Guardian

Guardian is CGRateS’ internal locking mechanism that ensures data consistency during concurrent operations.

What Guardian Does

Guardian prevents race conditions when multiple processes try to access or modify the same data. It uses string-based locks, typically created using some variation of the tenant and ID of the resource being protected, often with a type prefix. Guardian can use either explicit IDs or generate UUIDs internally for reference-based locking when no specific ID is provided.

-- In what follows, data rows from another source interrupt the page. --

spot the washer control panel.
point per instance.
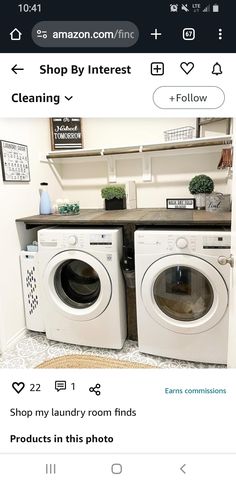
(186, 242)
(181, 242)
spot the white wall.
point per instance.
(171, 174)
(19, 200)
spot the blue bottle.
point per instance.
(45, 206)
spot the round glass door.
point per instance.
(183, 293)
(77, 283)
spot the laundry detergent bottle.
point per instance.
(45, 206)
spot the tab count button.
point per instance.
(188, 97)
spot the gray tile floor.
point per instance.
(34, 348)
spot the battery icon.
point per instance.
(215, 8)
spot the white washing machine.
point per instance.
(82, 287)
(182, 286)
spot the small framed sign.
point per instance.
(180, 203)
(14, 161)
(65, 133)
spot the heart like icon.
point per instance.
(18, 386)
(187, 67)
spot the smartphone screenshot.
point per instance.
(118, 243)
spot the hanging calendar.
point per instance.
(15, 162)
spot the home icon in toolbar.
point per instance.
(15, 34)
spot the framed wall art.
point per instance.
(66, 133)
(14, 161)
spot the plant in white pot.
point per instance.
(200, 185)
(115, 197)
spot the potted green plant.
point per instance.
(115, 197)
(200, 185)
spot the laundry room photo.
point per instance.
(117, 243)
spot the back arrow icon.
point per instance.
(15, 69)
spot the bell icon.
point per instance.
(217, 69)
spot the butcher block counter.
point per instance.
(136, 217)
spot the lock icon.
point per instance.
(174, 7)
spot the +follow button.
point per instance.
(188, 97)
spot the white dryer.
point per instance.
(182, 285)
(82, 287)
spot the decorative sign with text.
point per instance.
(14, 161)
(66, 133)
(180, 203)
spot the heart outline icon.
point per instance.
(18, 386)
(187, 67)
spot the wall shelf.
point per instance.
(144, 153)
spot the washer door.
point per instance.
(184, 294)
(77, 284)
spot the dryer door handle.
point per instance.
(223, 260)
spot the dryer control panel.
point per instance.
(181, 241)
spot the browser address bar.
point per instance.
(85, 34)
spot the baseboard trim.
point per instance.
(13, 340)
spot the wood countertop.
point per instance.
(140, 217)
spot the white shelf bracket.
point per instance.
(111, 169)
(147, 168)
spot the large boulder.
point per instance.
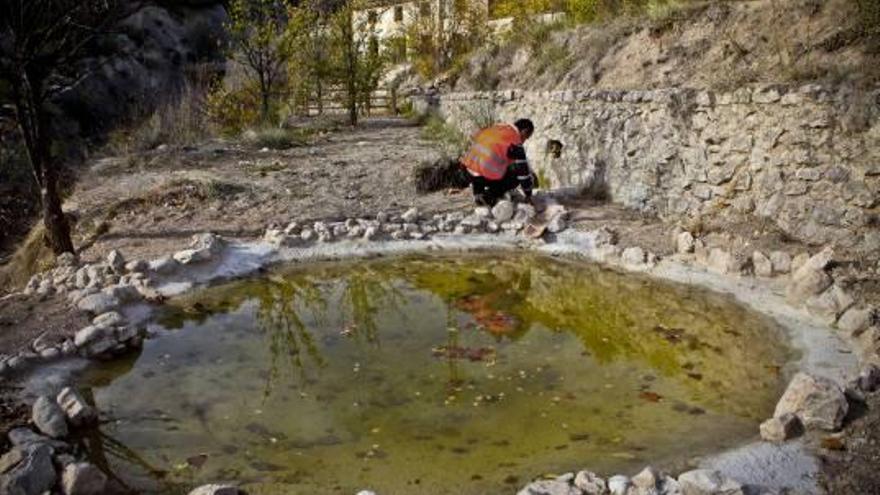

When CGRateS Uses Guardian

Guardian protects:

Account balance operations (debits/topups) - the most critical use case
ResourceProfiles, Resources, StatQueueProfiles, StatQueues, ThresholdProfiles, and Thresholds while they’re being used or loaded into cache
Filter index updates
There are other cases, but the ones listed above are the most frequent applications

Performance Implications

Guardian affects system performance in these ways:

Operations on the same resource are processed one after another, not simultaneously
Under heavy load on the same resources, operations may queue up and wait
System throughput is better when operations are distributed across different resources

Configuration

Guardian has a single configuration option:

The locking_timeout setting in the general configuration determines how long Guardian will hold a lock before forcing it to release. Zero timeout (no timeout) is the default and recommended setting. However, setting a reasonable timeout can help prevent system hangs if a process fails to release a lock.

When a timeout occurs, Guardian logs a warning and forces the lock to release. This keeps the system running, but the operation that timed out may fail.